IMSA Wakes Up at Daytona: Roar Notes for 2026
The Roar Before the Rolex 24 is always the moment where IMSA stops being a schedule on a calendar and becomes a real season again. Three days at Daytona, no trophies, no points, and almost nobody showing their full hand, but it still answers the one question everyone shows up asking: what’s actually real right now? In 2026, that question feels even louder, because this Roar brought a full-strength 60-car field back to the 3.56-mile Daytona road course. That includes 11 GTPs, 13 LMP2s, 15 GTD PRO cars, and 21 GTD entries, which is basically the sportscar equivalent of walking into a gym in January and realizing everyone actually meant it this time.
At the top of the food chain, GTP continues to be the class that sets the tone, and Porsche wasted absolutely no time reminding everyone what the last two years at Daytona have looked like. Felipe Nasr ripped off a 1:36.327 in the opening session and that lap ended up being the benchmark for the entire test, with the privateer JDC-Miller Porsche 963 somehow staying right in the conversation, just 0.004 seconds off that pace. That’s the kind of Roar headline that makes you raise an eyebrow, not because it guarantees anything for the Rolex 24, but because it reinforces the theme: the GTP pack is tight enough that execution is going to matter more than raw speed.
Behind the Porsches, the storylines practically write themselves. BMW’s factory effort is now being run by Team WRT and they immediately looked like a group that understands how to show up prepared, topping Friday afternoon running. Cadillac, as usual, looked like a threat across multiple organizations, and the No. 10 Wayne Taylor Racing machine reinforced that the V-Series.R is still very much a Daytona weapon. Acura had a bumpier start to the weekend on paper, but this is also the same program rolling in with lineups like Palou in the No. 93 and Dixon in the No. 60. If you’re betting against that kind of talent when the real race begins, you’re braver than I am.
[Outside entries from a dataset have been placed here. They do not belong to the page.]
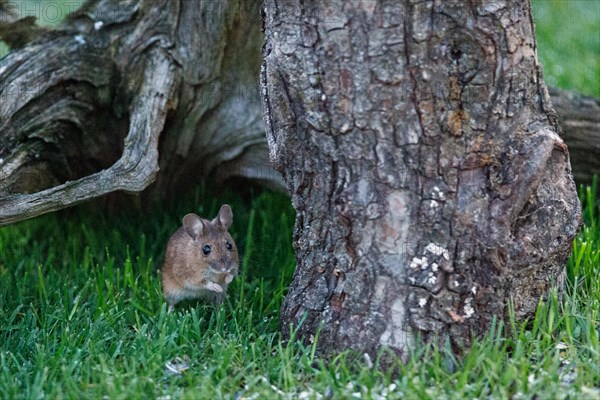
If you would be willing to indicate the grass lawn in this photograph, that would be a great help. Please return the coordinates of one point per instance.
(82, 314)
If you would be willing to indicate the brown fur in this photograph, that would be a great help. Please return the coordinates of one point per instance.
(187, 272)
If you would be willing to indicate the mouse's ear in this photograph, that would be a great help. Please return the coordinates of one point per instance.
(193, 225)
(225, 217)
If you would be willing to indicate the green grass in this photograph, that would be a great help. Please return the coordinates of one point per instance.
(568, 38)
(81, 316)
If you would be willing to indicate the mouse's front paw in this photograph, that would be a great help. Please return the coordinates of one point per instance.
(214, 287)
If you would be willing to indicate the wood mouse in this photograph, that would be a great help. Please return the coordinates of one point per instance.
(201, 259)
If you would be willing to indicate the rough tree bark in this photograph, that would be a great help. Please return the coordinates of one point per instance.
(424, 161)
(126, 92)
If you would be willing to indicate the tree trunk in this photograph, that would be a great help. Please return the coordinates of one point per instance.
(83, 107)
(424, 161)
(124, 93)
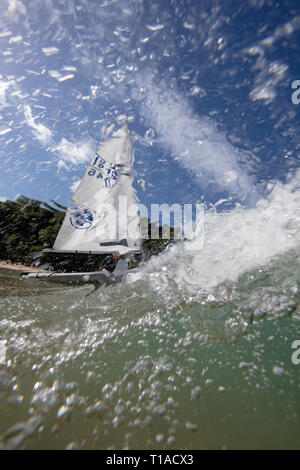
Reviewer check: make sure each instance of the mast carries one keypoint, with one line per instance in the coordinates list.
(103, 215)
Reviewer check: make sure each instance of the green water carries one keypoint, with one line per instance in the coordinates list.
(127, 368)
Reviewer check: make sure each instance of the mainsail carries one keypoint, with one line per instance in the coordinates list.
(103, 215)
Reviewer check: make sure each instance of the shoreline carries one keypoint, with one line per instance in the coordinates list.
(20, 267)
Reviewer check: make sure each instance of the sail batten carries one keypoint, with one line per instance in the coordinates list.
(103, 215)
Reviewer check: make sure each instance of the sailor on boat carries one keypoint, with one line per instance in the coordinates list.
(110, 263)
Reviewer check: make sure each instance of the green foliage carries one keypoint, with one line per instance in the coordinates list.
(27, 226)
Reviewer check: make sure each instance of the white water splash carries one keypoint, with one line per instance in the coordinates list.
(236, 242)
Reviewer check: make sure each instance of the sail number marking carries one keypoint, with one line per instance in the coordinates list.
(100, 168)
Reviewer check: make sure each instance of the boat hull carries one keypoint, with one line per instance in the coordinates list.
(96, 277)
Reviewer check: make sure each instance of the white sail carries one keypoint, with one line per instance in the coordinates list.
(103, 215)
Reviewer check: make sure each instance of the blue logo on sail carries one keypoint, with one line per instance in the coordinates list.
(81, 219)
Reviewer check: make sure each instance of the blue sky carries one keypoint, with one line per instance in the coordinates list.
(205, 86)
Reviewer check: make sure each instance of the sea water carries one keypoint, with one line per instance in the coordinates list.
(198, 353)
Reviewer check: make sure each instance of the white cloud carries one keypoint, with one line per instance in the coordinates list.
(195, 141)
(40, 131)
(75, 153)
(4, 85)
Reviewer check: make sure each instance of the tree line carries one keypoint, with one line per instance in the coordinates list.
(28, 226)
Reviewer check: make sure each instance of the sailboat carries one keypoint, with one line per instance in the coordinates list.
(103, 215)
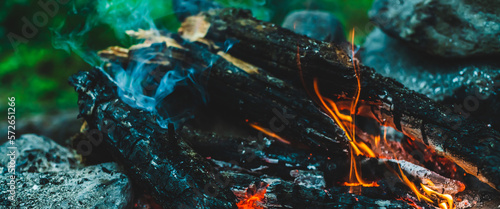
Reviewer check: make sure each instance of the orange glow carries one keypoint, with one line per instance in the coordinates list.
(269, 133)
(252, 202)
(448, 199)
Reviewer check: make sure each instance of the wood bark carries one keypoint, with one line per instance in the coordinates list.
(153, 156)
(298, 59)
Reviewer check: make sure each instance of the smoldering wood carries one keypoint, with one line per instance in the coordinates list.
(285, 194)
(163, 164)
(298, 59)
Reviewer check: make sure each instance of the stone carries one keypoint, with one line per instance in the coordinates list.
(37, 154)
(319, 25)
(49, 176)
(446, 28)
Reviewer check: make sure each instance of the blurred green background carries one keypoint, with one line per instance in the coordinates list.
(36, 73)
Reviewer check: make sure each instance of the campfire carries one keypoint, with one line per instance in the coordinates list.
(234, 112)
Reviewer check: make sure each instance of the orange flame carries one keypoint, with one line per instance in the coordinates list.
(347, 124)
(253, 201)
And then there’s the new noise. The Aston Martin Valkyrie showing up for its Rolex 24 debut is the kind of thing that changes the energy in the garage area. It’s a brand-new GTP headline, a brand-new sound in the braking zones, and a totally different type of engineering gamble compared to the established programs. The Roar wasn’t smooth sailing for the No. 23, including an engine change that cost them meaningful track time, and the car ended the test at the back of the GTP order on ultimate lap time. But this weekend was never about winning the Roar. It was about surviving it, learning what breaks, and figuring out what “normal” looks like before you throw 24 hours at it.
LMP2, meanwhile, continues to be the class that quietly turns into a knife fight the second the green flag drops for real. Thirteen entries means traffic is guaranteed, and the driver lineup reads like a motorsport crossover event. Logan Sargeant landing in the Era Motorsport ORECA is a huge “watch this space” move, and the rest of the field is stacked with teams and names that have proven they can win at Daytona if the strategy falls their way. On the stopwatch, the early pace came from TDS Racing, another reminder that the cold, crisp conditions at the start of the weekend were prime time for quick laps.
The GT paddock at the Roar is always where you find the most chaos in the best way, because there are simply too many legitimate winners. This year, the Ford Mustang GT3s were right in the middle of it, with multiple entries showing speed across the sessions. Magnus Racing’s Aston Martin set the quickest GT time of the entire test, and GTD PRO had its own stack of heavy hitters between Corvette Racing, Pfaff’s Lamborghini, Manthey’s Porsche, and a Mercedes roster that included Will Power alongside Maro Engel and Chaz Mostert. That’s the Roar in a nutshell: half the entries look like they could win a sprint race on Saturday, and the other half look like they built their entire weekend around one question, how do we still have brakes at 3 a.m. on Sunday?
Now the real work starts. Because as much as the Roar tells us who showed up sharp, it also sets the table for what matters most at Daytona: reliability, night pace, traffic management, and pit lane discipline. The lap charts were interesting, the headlines were loud, and the field is deep enough that you can already picture four different “favorite” narratives winning. But the Roar isn’t the story. It’s the prologue. And 2026 already looks like one that ends with a fight.